Zu Beginn des Zweiten Weltkriegs wurden die Berliner Museen geschlossen, ihre wertvollsten Bestände hat man ausgelagert. Bei den Bombenangriffen erlitten die Bauten auf der Museumsinsel zum Teil starke Schäden, danach hat man sie mit Ausnahme des besonders stark getroffenen Neuen Museums saniert und restauriert, so gut es ging. Nach der Wiedervereinigung 1990, die den Zusammenschluss der über beide Teile Berlins verstreuten Museen und Sammlungen der Stiftung Preußischer Kulturbesitz ermöglichte, wurde die Generalsanierung der "Insel" in Angriff genommen. Sie steht seit 20 Jahren auf der Unesco-Liste des Weltkulturerbes, was die Stiftung Preußischer Kulturbesitz zu besonders vorsichtigem Umgang mit der historischen Bausubstanz verpflichtet.

Warten auf den Schatz des Priamos

Im Neuen Museum gibt es manche Lücken, die beim ersten Hinsehen nicht sogleich ins Auge fallen. Das betrifft vor allem den von Heinrich Schliemann, dem Ausgräber des antiken Troja, den Berliner Museen geschenkte "Schatz des Priamos", der gleich nach dem Ende des Zweiten Weltkriegs auf Stalins Befehl von der Roten Armee als Kriegsbeute nach Moskau mitgenommen wurde und seither im Puschkinmuseum unter Verschluss gehalten wird. Bisher zwischen der deutschen und der russischen Regierung geführte Verhandlungen um die Rückführung der goldenen Preziosen führten bisher zu keinem Ergebnis, so dass das Museum für Vor- und Frühgeschichte sich mit Kopien, freilich sehr guten, begnügen muss. Schliemann schenkte die trojanischen Funde 1881 "dem Deutschen Volke zu ewigem Besitze und ungetrennter Aufbewahrung in der Reichshauptstadt". In einem Brief bedankte sich Kaiser Wilhelm I. bei dem zum Berliner Ehrenbürger ernannten Ausgräber und legte fest, dass die von Schliemann zum "Schatz des Priamos" erklärten trojanischen Funde in dem Museum für Völkerkunde für immer ausgestellt werden soll.

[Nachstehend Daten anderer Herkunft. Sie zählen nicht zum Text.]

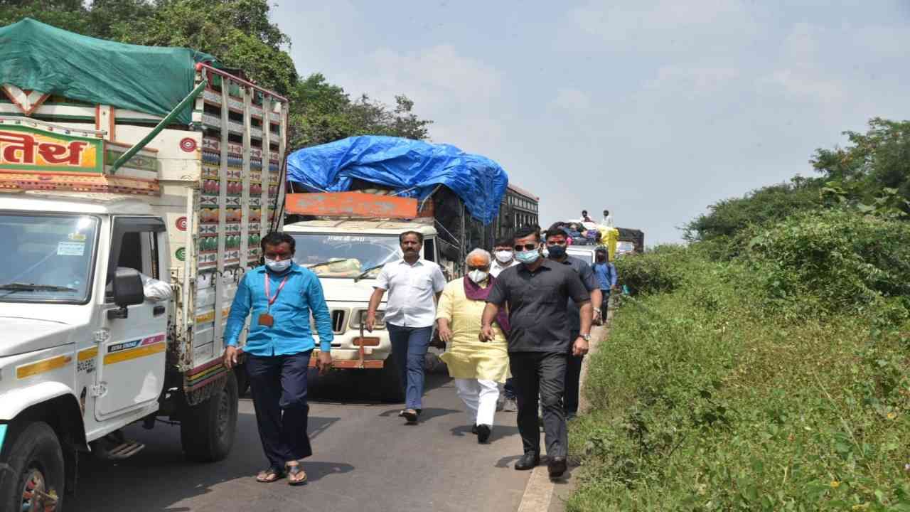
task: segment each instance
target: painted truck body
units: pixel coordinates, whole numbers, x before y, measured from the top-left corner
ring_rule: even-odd
[[[136,453],[121,429],[140,420],[180,422],[191,459],[230,450],[246,379],[222,366],[222,333],[259,239],[280,228],[288,106],[200,64],[203,81],[193,123],[116,172],[162,118],[2,86],[2,511],[61,510],[78,454]],[[123,303],[136,271],[171,298]]]

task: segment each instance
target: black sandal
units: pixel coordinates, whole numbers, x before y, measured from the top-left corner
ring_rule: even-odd
[[[277,482],[281,478],[284,478],[284,471],[278,469],[278,467],[269,467],[268,469],[263,469],[256,476],[256,481],[260,484],[271,484],[272,482]]]
[[[285,466],[285,470],[288,472],[288,486],[302,486],[307,483],[307,472],[300,467],[299,464],[288,465]],[[298,475],[303,475],[303,478],[298,480]]]

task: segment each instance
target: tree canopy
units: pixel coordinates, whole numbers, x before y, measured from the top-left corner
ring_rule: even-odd
[[[0,0],[0,26],[25,16],[55,26],[134,45],[184,46],[217,56],[226,67],[290,99],[292,148],[354,135],[425,139],[432,121],[396,97],[389,106],[354,98],[320,73],[300,77],[288,53],[290,39],[268,17],[267,0]]]

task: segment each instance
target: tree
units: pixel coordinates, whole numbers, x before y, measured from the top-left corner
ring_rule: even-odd
[[[815,170],[847,201],[871,204],[886,196],[910,200],[910,121],[869,120],[865,133],[845,131],[847,148],[815,150]],[[885,200],[887,200],[886,199]],[[900,206],[905,212],[910,209]]]
[[[367,95],[356,100],[321,74],[301,79],[290,39],[269,20],[267,0],[0,0],[0,26],[31,16],[94,37],[134,45],[184,46],[215,56],[226,67],[290,100],[291,148],[354,135],[427,138],[431,121],[396,97],[390,108]]]

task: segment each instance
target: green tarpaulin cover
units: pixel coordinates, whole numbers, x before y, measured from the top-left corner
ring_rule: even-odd
[[[165,116],[208,54],[96,39],[25,18],[0,28],[0,84]],[[192,106],[177,120],[191,121]]]

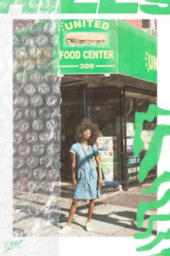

Während des Zweiten Weltkriegs zunächst in einem Berliner Banktresor und dann im Flakturm im Ortsteil Tiergarten, bekannt auch als Zoobunker, eingelagert, fielen die drei mit dem trojanischen Gold gefüllten Kisten der Kunstbeutekommission der Roten Armee in die Hände. Der damalige Direktor des Museums für Vor- und Frühgeschichte, Wilhelm Unverzagt, konnte den Abtransport nicht verhindern. Offiziell hat die sowjetische Seite behauptet, dass die Preziosen als Kriegsverlust angesehen werden müssen, weshalb die Suche nach ihnen zwecklos ist. Erst in den späten 1980er Jahren sickerte durch, dass sich der Schatz im Moskauer Puschkinmuseum befindet, und so lohnte es sich nicht, seine Existenz weiter zu leugnen. Berliner Museumsvertreter haben ihn 1994 vor Ort gesehen, doch ihrem Antrag, ihn zurückzugeben, wurde nicht entsprochen. Stattdessen hat man die Fundstücke 1996 erstmals in einer großen Schliemann-Ausstellung in Moskau öffentlich gezeigt. Seither sind die Goldgefäße und der Schmuck, mit dem sich Schliemanns Frau Sophia porträtieren ließ, im Puschkinmuseum gezeigt. Wer also die Originale sehen möchte, muss dorthin fahren, aber die Kopien im Neuen Museum tun es auch.